Until that server goes down.




Sure but sometimes that’s ok. Everything goes down sometimes. You need to figure out how much effort you’re willing to expend for each extra “9”.

I wonder what percentage of all sites hosted at AWS are actually ready for a zone to fail.


# uptime 01:43:36 up 666 days, 11:42, 1 user, load average: 0.00, 0.03, 0.01

From OVH VPS. Funny thing it's 666 today. YMMV

# uptime 01:47:03 up 640 days, 6:53, 2 users, load average: 2.39, 2.62, 2.73

From hetzner dedicated server. YMMV

# uptime 01:48:11 up 482 days, 20 min, 2 users, load average: 1.53, 2.10, 2.78

From leaseweb dedicated server. YMMV


Please patch your systems.


Why would you leave a server running that long? Is that best practice? I'm by no means a sysadmin but I do monthly scheduled reboots, because on monthly reboots you test that reboot gets you a running server that correctly comes back, and you get a more thorough fsck.
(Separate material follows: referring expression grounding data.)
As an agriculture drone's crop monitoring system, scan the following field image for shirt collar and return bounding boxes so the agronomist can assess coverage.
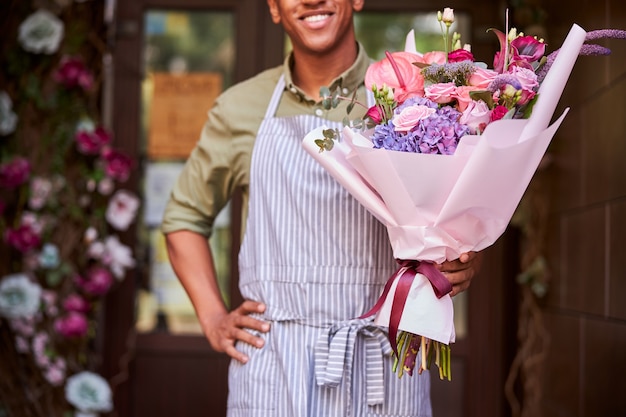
[282,42,371,103]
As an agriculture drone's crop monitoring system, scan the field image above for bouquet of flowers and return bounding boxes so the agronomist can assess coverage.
[303,8,625,380]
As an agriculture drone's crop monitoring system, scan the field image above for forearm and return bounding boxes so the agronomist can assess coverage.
[165,230,228,329]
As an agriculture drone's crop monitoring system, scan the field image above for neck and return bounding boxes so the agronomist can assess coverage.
[290,41,358,101]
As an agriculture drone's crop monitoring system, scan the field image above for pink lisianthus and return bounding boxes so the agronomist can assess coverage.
[54,311,89,338]
[0,157,30,188]
[75,266,114,296]
[490,105,509,122]
[5,223,41,253]
[365,51,426,103]
[62,293,91,313]
[53,56,94,91]
[459,100,492,134]
[448,48,474,63]
[105,189,140,231]
[75,126,111,155]
[424,82,457,104]
[100,148,133,182]
[391,105,436,132]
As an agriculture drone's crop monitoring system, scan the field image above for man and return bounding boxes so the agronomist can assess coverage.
[162,0,482,415]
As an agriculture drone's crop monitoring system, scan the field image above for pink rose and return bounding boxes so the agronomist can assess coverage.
[54,311,89,338]
[425,82,457,104]
[75,266,114,296]
[468,67,498,89]
[507,66,539,92]
[453,85,482,112]
[101,148,133,182]
[365,51,426,103]
[0,157,30,188]
[459,100,492,134]
[392,105,436,132]
[448,49,474,63]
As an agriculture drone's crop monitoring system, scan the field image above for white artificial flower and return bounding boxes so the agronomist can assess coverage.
[0,274,42,319]
[0,91,18,136]
[65,371,113,413]
[18,9,64,54]
[105,189,140,231]
[101,235,136,279]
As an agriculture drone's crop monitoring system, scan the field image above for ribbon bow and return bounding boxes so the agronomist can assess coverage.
[314,318,392,406]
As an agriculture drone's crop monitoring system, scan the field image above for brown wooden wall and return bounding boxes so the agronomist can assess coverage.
[535,0,626,415]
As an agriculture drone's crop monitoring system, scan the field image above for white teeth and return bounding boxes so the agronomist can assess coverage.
[303,14,329,22]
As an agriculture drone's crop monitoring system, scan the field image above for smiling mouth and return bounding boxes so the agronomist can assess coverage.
[302,14,331,22]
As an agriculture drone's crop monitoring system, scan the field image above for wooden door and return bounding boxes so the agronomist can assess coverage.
[103,1,515,416]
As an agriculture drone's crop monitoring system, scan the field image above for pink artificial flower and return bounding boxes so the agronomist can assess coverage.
[391,105,436,132]
[100,235,136,279]
[424,82,457,104]
[5,223,41,253]
[75,126,111,155]
[75,266,114,296]
[105,189,140,231]
[97,176,114,195]
[0,157,30,188]
[101,148,133,182]
[54,311,89,338]
[53,56,94,91]
[365,51,426,103]
[448,48,474,63]
[44,363,66,386]
[507,66,539,92]
[63,293,91,313]
[490,105,509,122]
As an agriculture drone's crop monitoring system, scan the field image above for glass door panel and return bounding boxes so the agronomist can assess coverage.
[136,10,235,334]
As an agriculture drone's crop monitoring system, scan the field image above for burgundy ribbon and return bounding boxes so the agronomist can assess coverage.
[360,260,453,356]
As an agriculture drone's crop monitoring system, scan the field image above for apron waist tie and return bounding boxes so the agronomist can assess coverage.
[313,317,392,406]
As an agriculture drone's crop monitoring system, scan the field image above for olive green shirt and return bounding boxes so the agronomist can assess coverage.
[161,44,372,238]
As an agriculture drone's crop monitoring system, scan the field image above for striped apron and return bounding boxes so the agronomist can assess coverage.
[227,76,432,417]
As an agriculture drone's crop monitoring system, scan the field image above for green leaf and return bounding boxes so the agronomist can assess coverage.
[468,90,495,108]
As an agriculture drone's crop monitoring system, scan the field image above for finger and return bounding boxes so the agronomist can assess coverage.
[235,315,271,334]
[238,300,266,314]
[223,343,249,364]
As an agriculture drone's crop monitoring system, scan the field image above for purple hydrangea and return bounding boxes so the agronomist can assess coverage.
[371,97,470,155]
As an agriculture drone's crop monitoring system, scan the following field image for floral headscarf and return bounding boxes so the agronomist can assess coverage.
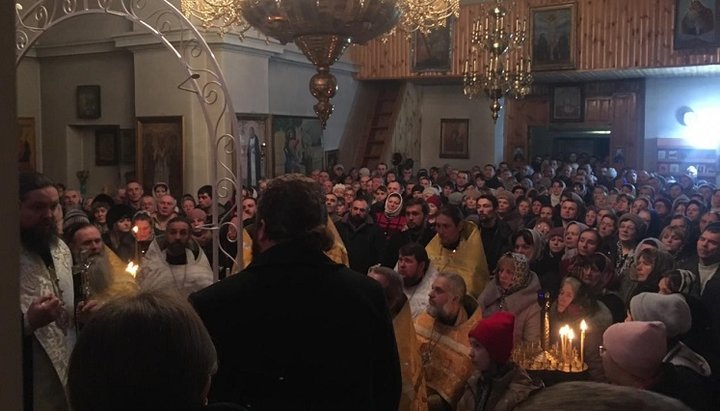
[496,252,531,296]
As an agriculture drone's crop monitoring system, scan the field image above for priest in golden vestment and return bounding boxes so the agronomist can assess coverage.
[368,265,428,411]
[425,206,490,297]
[415,272,481,411]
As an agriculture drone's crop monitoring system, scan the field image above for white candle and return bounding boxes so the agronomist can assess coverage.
[567,328,575,368]
[580,320,588,366]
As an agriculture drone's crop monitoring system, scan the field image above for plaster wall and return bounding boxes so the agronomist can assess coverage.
[419,85,500,169]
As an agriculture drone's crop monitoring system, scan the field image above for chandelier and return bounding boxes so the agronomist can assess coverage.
[463,0,532,122]
[182,0,460,127]
[396,0,460,34]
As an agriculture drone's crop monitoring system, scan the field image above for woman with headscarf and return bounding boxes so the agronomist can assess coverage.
[620,247,675,306]
[495,191,524,232]
[374,192,406,240]
[561,221,589,262]
[478,253,541,346]
[570,252,625,323]
[560,227,601,279]
[550,277,612,381]
[512,228,561,298]
[614,213,647,283]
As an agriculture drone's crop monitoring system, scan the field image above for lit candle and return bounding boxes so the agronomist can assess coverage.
[132,225,139,260]
[559,326,567,365]
[464,59,469,74]
[580,319,587,366]
[567,328,575,369]
[125,261,139,279]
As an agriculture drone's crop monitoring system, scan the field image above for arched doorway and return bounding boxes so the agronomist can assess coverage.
[16,0,243,278]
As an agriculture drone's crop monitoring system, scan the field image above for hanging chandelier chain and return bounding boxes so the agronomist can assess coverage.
[463,0,532,122]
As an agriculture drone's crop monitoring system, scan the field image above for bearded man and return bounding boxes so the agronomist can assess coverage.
[414,272,480,411]
[139,216,213,296]
[65,222,138,304]
[19,172,76,411]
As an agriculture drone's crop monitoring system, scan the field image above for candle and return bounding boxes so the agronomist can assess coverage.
[464,59,469,74]
[125,261,139,279]
[559,325,567,365]
[132,225,140,260]
[567,328,575,369]
[580,319,587,366]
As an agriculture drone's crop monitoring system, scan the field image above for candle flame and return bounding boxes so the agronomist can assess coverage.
[580,319,588,331]
[132,225,139,234]
[567,329,575,340]
[125,261,139,278]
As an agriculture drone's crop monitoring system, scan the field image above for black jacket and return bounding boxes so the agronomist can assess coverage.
[336,216,387,274]
[189,240,401,411]
[381,224,436,268]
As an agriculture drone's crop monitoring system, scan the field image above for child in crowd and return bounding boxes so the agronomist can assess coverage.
[457,312,541,411]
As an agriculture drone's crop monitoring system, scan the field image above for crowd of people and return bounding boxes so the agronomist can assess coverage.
[18,153,720,411]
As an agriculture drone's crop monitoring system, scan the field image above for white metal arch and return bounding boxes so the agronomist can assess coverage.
[16,0,243,280]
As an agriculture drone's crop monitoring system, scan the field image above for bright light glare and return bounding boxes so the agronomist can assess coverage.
[683,108,720,149]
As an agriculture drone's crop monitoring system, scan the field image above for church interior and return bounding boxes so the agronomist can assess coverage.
[4,0,720,408]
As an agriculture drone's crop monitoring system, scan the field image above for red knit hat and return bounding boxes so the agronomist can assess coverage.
[468,311,515,364]
[426,195,441,208]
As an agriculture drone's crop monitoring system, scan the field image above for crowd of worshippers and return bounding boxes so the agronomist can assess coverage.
[17,153,720,411]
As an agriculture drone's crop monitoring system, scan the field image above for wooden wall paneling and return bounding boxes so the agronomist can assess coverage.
[352,0,720,80]
[584,97,612,123]
[610,92,641,168]
[504,97,550,162]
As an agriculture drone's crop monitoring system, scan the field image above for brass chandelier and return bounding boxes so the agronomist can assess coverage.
[397,0,460,34]
[182,0,460,127]
[463,0,532,122]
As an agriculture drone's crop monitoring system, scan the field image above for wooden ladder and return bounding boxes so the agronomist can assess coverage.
[361,81,403,168]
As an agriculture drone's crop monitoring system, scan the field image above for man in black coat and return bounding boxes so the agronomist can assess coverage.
[382,198,435,268]
[336,197,386,274]
[189,174,401,411]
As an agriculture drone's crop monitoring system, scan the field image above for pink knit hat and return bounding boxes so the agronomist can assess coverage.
[468,312,515,364]
[602,321,667,380]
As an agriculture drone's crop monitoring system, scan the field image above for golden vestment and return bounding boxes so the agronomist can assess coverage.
[415,308,482,408]
[325,218,350,266]
[103,245,140,301]
[394,301,428,411]
[425,220,490,297]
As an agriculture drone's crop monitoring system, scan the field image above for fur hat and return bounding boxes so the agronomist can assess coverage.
[548,226,565,239]
[106,204,134,229]
[468,311,516,364]
[629,293,691,338]
[448,191,464,206]
[618,213,647,239]
[494,190,516,209]
[602,321,667,380]
[92,193,114,208]
[63,208,90,232]
[423,187,440,197]
[187,208,207,222]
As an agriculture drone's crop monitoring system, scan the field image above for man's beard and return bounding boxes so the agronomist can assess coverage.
[167,240,187,257]
[21,223,58,255]
[427,302,451,322]
[349,214,365,226]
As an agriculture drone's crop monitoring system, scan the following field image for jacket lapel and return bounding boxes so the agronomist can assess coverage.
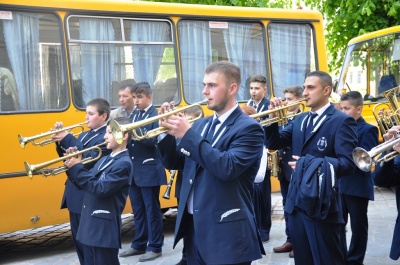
[303,104,335,145]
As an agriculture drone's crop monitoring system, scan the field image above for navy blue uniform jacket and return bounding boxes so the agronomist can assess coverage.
[157,106,265,264]
[129,105,166,187]
[339,117,378,200]
[265,104,357,223]
[56,127,110,214]
[66,150,133,248]
[374,156,400,260]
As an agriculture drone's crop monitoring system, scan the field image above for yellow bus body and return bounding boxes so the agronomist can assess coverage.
[0,0,327,234]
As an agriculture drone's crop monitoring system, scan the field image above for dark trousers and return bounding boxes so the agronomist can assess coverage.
[185,213,251,265]
[279,177,291,243]
[340,193,369,265]
[89,246,119,265]
[254,170,271,241]
[69,212,93,265]
[129,182,163,253]
[177,198,187,263]
[289,210,345,265]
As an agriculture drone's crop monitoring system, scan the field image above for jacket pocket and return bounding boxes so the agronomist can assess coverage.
[90,209,112,220]
[214,208,246,223]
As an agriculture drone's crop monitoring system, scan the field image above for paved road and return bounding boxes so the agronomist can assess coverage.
[0,187,398,265]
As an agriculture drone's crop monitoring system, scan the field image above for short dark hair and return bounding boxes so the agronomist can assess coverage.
[133,82,152,96]
[306,71,333,89]
[340,91,363,107]
[107,116,133,140]
[283,86,303,98]
[87,98,111,120]
[249,75,267,85]
[119,84,135,94]
[205,61,241,87]
[184,105,202,118]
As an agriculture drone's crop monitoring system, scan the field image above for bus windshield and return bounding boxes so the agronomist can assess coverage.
[337,31,400,100]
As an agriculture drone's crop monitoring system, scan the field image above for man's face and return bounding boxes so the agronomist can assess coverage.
[249,82,267,102]
[302,76,330,110]
[85,105,107,129]
[284,92,302,112]
[202,72,232,114]
[118,87,134,110]
[133,92,152,110]
[340,100,361,120]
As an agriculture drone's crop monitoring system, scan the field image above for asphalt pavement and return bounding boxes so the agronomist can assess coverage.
[0,187,398,265]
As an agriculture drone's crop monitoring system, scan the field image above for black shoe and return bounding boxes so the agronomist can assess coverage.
[119,248,146,257]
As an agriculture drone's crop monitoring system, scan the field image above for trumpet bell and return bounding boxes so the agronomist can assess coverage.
[352,147,374,172]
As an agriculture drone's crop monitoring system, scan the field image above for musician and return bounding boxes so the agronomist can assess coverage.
[110,84,136,120]
[119,82,166,262]
[265,71,357,264]
[51,98,111,264]
[247,74,271,242]
[373,126,400,261]
[63,117,133,265]
[339,91,378,265]
[272,85,303,258]
[156,61,265,264]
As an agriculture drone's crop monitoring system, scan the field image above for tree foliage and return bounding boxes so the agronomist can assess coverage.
[304,0,400,73]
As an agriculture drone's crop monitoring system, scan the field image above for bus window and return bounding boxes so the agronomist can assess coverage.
[0,11,66,112]
[338,34,400,100]
[67,16,177,108]
[178,20,267,103]
[268,23,316,98]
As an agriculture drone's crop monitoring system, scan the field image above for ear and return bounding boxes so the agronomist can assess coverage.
[324,86,331,96]
[357,105,362,114]
[229,83,238,95]
[101,112,108,121]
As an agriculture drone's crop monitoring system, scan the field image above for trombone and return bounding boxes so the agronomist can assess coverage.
[24,142,106,179]
[110,100,206,144]
[18,121,88,148]
[250,99,305,127]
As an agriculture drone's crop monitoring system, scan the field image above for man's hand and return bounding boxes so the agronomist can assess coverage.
[268,97,283,118]
[63,146,81,168]
[51,121,70,142]
[288,155,299,172]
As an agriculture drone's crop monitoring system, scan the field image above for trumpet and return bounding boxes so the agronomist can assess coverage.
[352,135,400,172]
[250,99,305,127]
[267,150,280,177]
[24,142,106,179]
[18,121,88,148]
[110,100,206,144]
[163,170,178,200]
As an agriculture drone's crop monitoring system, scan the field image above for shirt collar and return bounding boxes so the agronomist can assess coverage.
[212,102,238,124]
[313,102,331,116]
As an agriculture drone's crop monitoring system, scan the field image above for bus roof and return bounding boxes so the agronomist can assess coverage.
[1,0,323,21]
[348,25,400,46]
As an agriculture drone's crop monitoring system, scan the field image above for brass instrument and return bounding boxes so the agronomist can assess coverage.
[163,170,178,200]
[353,134,400,172]
[372,86,400,134]
[24,142,106,179]
[110,100,206,144]
[250,99,305,127]
[267,150,280,178]
[18,121,88,148]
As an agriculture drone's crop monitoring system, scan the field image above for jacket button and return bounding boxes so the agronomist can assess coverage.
[189,179,193,184]
[131,156,134,160]
[131,143,134,147]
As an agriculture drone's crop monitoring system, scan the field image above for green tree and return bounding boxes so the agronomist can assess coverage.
[304,0,400,73]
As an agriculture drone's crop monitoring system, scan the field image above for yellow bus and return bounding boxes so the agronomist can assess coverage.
[0,0,327,234]
[336,25,400,138]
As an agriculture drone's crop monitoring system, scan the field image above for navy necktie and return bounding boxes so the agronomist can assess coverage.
[135,110,145,122]
[206,118,220,142]
[305,112,318,136]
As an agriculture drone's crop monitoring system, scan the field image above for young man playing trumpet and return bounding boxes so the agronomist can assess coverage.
[51,98,111,264]
[265,71,357,264]
[119,82,166,262]
[63,116,133,265]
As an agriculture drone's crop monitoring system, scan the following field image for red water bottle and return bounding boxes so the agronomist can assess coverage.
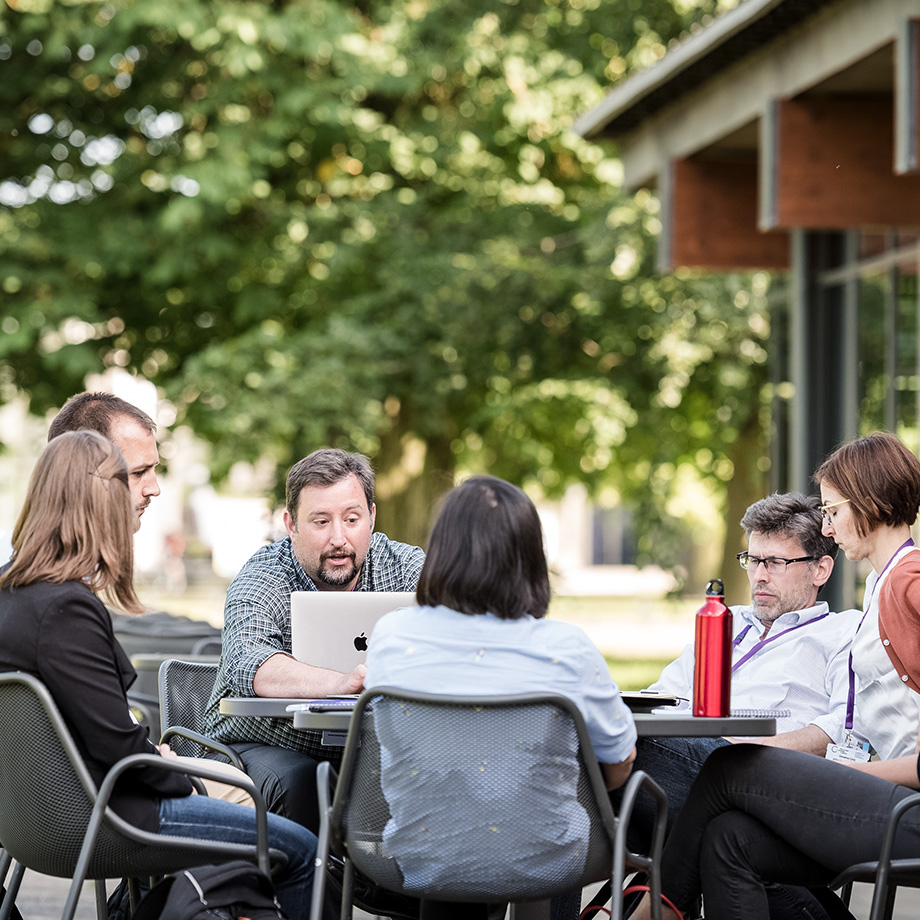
[692,578,732,717]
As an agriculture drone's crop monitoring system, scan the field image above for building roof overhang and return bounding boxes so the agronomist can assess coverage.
[573,0,920,272]
[574,0,837,140]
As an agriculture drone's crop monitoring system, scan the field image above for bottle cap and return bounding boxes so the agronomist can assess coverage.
[706,578,724,596]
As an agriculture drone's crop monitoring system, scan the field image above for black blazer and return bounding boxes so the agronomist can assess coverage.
[0,575,192,830]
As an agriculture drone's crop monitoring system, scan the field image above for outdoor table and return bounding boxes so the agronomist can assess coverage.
[220,696,776,737]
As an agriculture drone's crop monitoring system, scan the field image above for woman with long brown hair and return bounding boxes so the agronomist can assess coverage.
[0,430,317,918]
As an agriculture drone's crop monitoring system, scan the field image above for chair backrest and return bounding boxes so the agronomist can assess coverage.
[158,659,220,758]
[0,670,206,879]
[0,670,268,886]
[331,687,618,903]
[0,671,103,876]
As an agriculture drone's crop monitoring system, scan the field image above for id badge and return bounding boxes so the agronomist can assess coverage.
[825,737,871,763]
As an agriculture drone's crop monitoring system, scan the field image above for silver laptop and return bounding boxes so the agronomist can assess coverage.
[290,591,416,674]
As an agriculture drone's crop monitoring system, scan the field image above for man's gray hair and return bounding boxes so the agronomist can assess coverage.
[740,492,838,560]
[286,448,375,523]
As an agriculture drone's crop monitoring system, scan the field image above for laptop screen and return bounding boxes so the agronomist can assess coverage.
[290,591,417,674]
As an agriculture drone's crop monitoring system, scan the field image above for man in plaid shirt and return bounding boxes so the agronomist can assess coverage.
[206,448,425,830]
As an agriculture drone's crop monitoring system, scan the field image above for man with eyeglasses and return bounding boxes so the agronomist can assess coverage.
[617,492,864,852]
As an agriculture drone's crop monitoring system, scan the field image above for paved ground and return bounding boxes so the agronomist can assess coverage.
[10,869,386,919]
[10,868,920,919]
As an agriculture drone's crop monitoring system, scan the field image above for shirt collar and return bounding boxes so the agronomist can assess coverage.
[734,600,829,631]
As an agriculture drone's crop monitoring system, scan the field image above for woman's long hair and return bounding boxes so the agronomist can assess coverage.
[0,430,143,612]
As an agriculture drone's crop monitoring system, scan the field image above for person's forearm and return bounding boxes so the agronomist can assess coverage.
[753,723,832,754]
[841,755,920,788]
[252,652,365,698]
[602,746,637,791]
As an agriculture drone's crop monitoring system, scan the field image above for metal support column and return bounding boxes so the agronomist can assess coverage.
[789,229,859,611]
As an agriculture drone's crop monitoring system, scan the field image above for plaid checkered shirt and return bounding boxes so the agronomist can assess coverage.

Also not a sysadmin, but regular reboots are a must-have. Not only does it test that the machine comes back up, but it will also ensure that your kernel and other services are patched. Of course, the services can also be restarted separately after an update, but swapping the running kernel with a new one is still very uncommon.


Digital ocean droplet:

03:48:56 up 238 days, 15:04, 1 user, load average: 0.00, 0.01, 0.05


I'd say the risks of a server going down are about the same as an AWS setup going haywire at that level.